Take a look around the scratch org to confirm the customizations you made, including:

  • Two new custom objects, Delivery and Delivery Items
  • Deliveries has a custom tab available
  • Delivery Items is a related list on the Deliveries object
  • The custom fields are the correct field types

Merge the Changes into the Main Branch

Now that your pull request has been reviewed, you can merge the changes into the main branch. When you’re working on a team, like Tasha and Isabel, typically the person reviewing the work will merge the changes into main.

  1. In your web browser, on the Conversation tab of the pull request, click Merge pull request to merge your feature/deliveries branch into the main branch.
  2. Click Confirm merge.
  3. Click Delete branch to delete the feature branch. Like scratch orgs, feature branches are designed to be temporary and are no longer needed once the customizations in them have been merged into the main branch.
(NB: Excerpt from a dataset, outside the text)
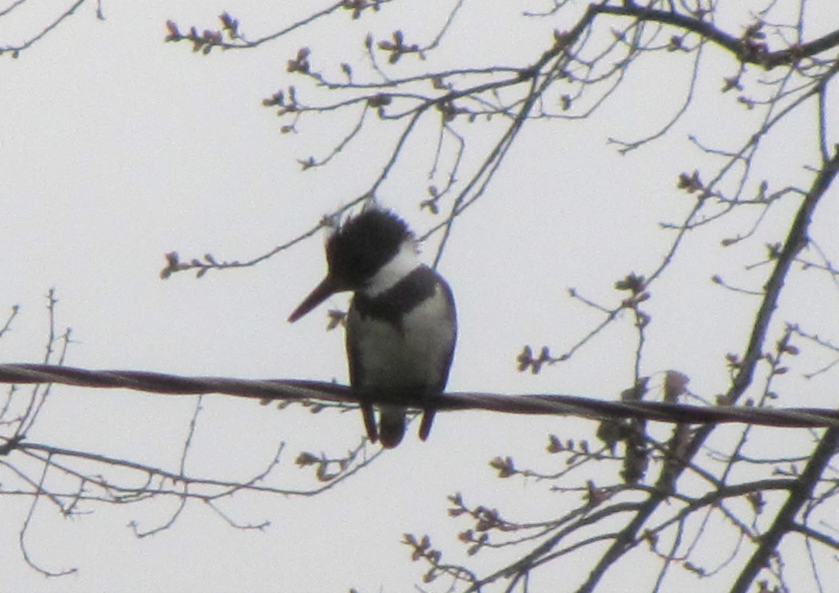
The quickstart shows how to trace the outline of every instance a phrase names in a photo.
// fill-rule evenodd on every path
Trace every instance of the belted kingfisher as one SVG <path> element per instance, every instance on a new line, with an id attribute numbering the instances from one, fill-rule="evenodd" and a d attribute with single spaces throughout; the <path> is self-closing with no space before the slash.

The very last step is to clean up the workspace before you leave. 

  1. Return to GitHub Desktop.
  2. Verify that Current Branch is feature/deliveries.
  3. In the GitHub Desktop menubar, select Branch→Delete and confirm that you want to delete the branch feature/deliveries.
  4. GitHub Desktop automatically takes you back to the main branch as your Current Branch.
  5. Select Repository→Pull from the menu to bring down the changes you merged from feature/deliveries on GitHub. Your registry will refresh.
  6. Lastly, in the GitHub menubar, choose Repository→Open in Visual Studio Codeto open VS Code’s Terminal window, and delete your scratch orgs.
    1. To remove your dev scratch org, type this command: cci org scratch_delete dev
    2. If you also created a scratch org to review a Pull Request, remove the second scratch org. Type: cci org scratch_delete qa

With the new customizations in the main branch of their Food Bank repository, Tasha and Isabel will see the changes in every scratch org they create.